Deterministic Simulation: A New Era of Distributed System Testing (Part 1 of 2)

Deterministic simulation is a powerful technique for system testing that can improve the stability and reliability of distributed systems. It allows for the components of an entire system to be run on a single-threaded simulator, ensuring deterministic execution and consistent reproduction of bugs. One of the most incredible benefits of this technique is the ability to simulate long durations of real-world behavior quickly, making it an efficient tool for discovering potential issues in the system.

Many distributed systems have successfully leveraged deterministic simulation, with FoundationDB serving as a well-known example. RisingWave, a cloud-native distributed database, similarly requires strict adherence to correctness and reliability standards. Therefore, we have implemented this technique for RisingWave and developed a deterministic testing framework called Madsim. This framework is used for continuous end-to-end simulation testing of RisingWave, enabling our developers to detect and eliminate many potential concurrency and recovery issues in the system at an early stage.

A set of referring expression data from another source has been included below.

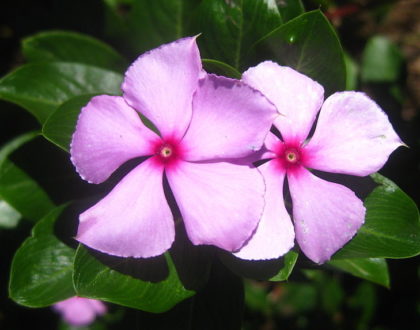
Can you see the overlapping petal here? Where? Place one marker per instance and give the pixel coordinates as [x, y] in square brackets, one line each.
[230, 120]
[353, 136]
[108, 133]
[297, 97]
[134, 219]
[160, 84]
[221, 203]
[275, 234]
[326, 215]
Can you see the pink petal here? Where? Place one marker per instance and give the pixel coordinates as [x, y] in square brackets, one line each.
[297, 97]
[221, 203]
[326, 215]
[160, 84]
[108, 133]
[79, 311]
[230, 120]
[353, 136]
[275, 234]
[134, 219]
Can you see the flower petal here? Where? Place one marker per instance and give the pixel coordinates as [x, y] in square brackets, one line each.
[134, 219]
[221, 203]
[353, 136]
[326, 215]
[297, 97]
[160, 84]
[108, 133]
[275, 234]
[230, 120]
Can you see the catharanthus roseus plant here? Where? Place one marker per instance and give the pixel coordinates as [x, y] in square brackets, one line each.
[205, 124]
[352, 136]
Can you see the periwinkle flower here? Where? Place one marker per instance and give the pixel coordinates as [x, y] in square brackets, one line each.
[352, 136]
[206, 124]
[78, 311]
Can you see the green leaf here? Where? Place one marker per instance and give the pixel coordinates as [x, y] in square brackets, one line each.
[391, 228]
[221, 68]
[230, 28]
[42, 267]
[381, 61]
[371, 269]
[289, 263]
[17, 189]
[310, 45]
[61, 125]
[67, 46]
[42, 87]
[290, 9]
[92, 279]
[9, 217]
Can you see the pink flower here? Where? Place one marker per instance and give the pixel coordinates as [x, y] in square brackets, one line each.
[79, 311]
[206, 123]
[352, 136]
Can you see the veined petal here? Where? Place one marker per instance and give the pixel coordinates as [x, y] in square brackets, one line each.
[221, 203]
[353, 136]
[134, 219]
[229, 120]
[297, 97]
[275, 234]
[108, 133]
[326, 215]
[160, 84]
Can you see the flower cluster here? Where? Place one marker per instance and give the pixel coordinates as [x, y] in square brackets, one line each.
[208, 128]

In this article, we will discuss the background and principles of deterministic simulation, introduce our deterministic testing framework Madsim, and share our experience applying deterministic testing to RisingWave.

Concurrency Bugs

Distributed systems running in the real world face numerous uncertainties, including delayed, lost, or unordered messages, unpredictable thread execution orders, and random number outcomes. Concurrency issues may only occur under a specific execution order, making them difficult to identify and eliminate. These issues pose a significant risk to the system's stability and can cause bugs to disappear and reappear, adding to the debugging challenge.

Both academia and industry have proposed different solutions to this problem. The academic approach tends to rely on formal verification or exhaustive enumeration of all possible states to ensure system correctness — this method is only effective for small systems and can't handle the combinatorial explosion of possibilities in larger systems.

On the other hand, the industry focuses on extensive testing to cover as many possibilities as possible, with Chaos Engineering being a well-known technique. Chaos Engineering can effectively validate system behavior in a real environment but cannot control uncertainty or guarantee 100% problem reproduction, which makes development and debugging more difficult.

Deterministic Simulation

Principles and Advantages

Deterministic simulation offers a solution that bridges the gap between the two methods, focusing on eradicating uncertainty within a system, which enables stable replication of any problem. Let's examine the various sources of uncertainty we previously mentioned and discuss how to eliminate them:

When generating random numbers in a single thread, fixing the initial random seed is sufficient.
Regarding the scheduling order of multiple threads, we can control their execution order by running them all on a single thread.
We can create a comprehensive simulator to replicate their behavior deterministically for external factors, such as the operating system and network, which may result in random behavior. Additionally, we can introduce errors and randomness in a controlled manner to achieve deterministic chaos engineering.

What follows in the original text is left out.